Xylem generated net income of $82 million, or $0.45 per share. Net income margin decreased 50 basis points to 6.4 percent. Xylem generated adjusted net income of $84 million, or $0.47 per share, which excludes the impact of restructuring, realignment and special charges. First quarter adjusted earnings before interest, tax, depreciation and amortization (EBITDA) margin decreased 290 basis points to 14.2 percent.

First Quarter Segment Results

Water Infrastructure

First quarter reported operating income for the segment was $74 million. Adjusted operating income for the segment, which excludes $1 million of restructuring and realignment, was $75 million, roughly flat versus the comparable period last year. Reported operating margin for the segment was 13.9 percent, flat versus the prior year, and adjusted operating margin was 14.1 percent, down 80 basis points versus the prior year. Adjusted EBITDA margin was 15.9 percent, down 140 basis points from the prior year. Strong price realization and productivity benefits were more than offset by inflation and investments.

The Company also acknowledges the Staff's additional comment on the Form 8-K furnished on August 2, 2022. Consistent with Question 102.10 of the non-GAAP C&DIs, see the updated discussion below as an



illustrative example of how the Company will disclose this information as applicable in future press releases furnished on Form 8-K.

Form 8-K furnished August 2, 2022

Xylem Reports Second Quarter 2022 Results

•Robust continuing demand drove strong organic orders growth: 1% on a reported basis, 6% organically
•Revenue of $1.4 billion, up 1% on a reported basis, up 6% organically
•Earnings per share of $0.62, adjusted earnings per share of $0.66
Net income margin of 8%, adjusted EBITDA margin exceeded guidance by 160 basis points

Further, we confirm that in any future applicable disclosures furnished on Form 8-K, to the extent we highlight non-GAAP measures, we will also highlight the comparable GAAP measure with greater prominence.

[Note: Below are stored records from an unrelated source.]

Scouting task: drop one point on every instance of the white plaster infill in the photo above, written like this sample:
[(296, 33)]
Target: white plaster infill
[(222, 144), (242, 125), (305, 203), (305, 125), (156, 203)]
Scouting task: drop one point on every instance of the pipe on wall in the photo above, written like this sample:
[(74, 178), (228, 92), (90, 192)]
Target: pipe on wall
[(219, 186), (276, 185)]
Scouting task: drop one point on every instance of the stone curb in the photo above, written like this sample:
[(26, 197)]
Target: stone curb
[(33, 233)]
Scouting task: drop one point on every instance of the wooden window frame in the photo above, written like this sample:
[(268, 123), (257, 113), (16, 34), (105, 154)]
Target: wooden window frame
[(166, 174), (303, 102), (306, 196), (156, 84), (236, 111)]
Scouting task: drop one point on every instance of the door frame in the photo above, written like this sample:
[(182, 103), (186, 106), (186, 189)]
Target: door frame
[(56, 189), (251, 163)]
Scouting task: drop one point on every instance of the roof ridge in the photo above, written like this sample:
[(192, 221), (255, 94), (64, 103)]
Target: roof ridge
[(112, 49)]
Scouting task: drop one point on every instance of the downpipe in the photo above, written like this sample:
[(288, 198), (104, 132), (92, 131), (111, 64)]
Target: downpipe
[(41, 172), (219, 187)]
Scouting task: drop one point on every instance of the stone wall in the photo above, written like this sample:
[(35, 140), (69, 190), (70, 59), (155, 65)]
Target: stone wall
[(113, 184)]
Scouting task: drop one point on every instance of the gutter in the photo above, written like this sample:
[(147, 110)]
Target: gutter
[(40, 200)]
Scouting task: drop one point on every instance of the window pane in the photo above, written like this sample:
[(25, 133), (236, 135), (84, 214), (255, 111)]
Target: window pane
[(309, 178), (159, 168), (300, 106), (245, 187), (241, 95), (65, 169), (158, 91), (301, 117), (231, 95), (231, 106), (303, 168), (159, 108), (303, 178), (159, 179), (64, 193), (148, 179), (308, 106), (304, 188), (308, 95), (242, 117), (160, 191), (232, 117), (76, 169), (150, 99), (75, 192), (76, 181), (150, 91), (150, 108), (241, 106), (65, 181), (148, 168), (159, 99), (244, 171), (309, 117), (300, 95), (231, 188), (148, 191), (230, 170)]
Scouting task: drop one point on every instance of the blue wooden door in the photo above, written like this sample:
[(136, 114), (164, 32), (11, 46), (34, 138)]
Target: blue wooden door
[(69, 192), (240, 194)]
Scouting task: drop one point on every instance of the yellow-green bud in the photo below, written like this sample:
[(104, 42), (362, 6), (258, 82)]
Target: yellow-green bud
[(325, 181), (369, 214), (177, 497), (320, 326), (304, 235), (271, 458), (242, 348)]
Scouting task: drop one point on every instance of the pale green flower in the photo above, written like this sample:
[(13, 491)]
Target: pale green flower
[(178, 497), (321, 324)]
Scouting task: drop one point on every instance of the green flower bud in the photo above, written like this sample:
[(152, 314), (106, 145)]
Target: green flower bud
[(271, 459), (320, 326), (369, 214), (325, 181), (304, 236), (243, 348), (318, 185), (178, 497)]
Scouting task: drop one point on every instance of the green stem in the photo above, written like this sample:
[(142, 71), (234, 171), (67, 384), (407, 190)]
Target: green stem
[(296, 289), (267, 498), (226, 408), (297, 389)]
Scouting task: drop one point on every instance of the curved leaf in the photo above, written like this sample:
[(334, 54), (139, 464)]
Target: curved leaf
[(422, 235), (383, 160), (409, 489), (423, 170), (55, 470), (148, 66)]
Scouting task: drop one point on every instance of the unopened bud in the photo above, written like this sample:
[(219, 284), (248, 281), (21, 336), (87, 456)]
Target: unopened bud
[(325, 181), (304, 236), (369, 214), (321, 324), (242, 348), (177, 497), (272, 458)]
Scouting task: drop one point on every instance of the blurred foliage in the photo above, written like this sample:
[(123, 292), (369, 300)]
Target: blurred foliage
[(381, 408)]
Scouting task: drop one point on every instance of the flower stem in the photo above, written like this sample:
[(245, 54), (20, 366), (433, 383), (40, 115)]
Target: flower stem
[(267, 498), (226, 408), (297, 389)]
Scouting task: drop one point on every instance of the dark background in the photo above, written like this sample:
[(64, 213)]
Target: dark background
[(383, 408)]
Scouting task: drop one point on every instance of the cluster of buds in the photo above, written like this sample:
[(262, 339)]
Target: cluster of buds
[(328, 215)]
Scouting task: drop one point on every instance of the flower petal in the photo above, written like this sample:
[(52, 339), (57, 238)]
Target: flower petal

We would be pleased to discuss any of the foregoing responses to the extent you require further clarification or additional information. Please feel free to contact Sandy Rowland at sandy.rowland@xylem.com or myself at geri.mcshane@xylem.com or by phone at (914) 323-5700.

Sincerely,
/s/ Geri McShane
Geri McShane
Vice President, Controller and Chief Accounting Officer
cc:Sandy Rowland, Senior Vice President and Chief Financial Officer, Xylem Inc.
Dorothy Capers, Senior Vice President, General Counsel, Xylem Inc.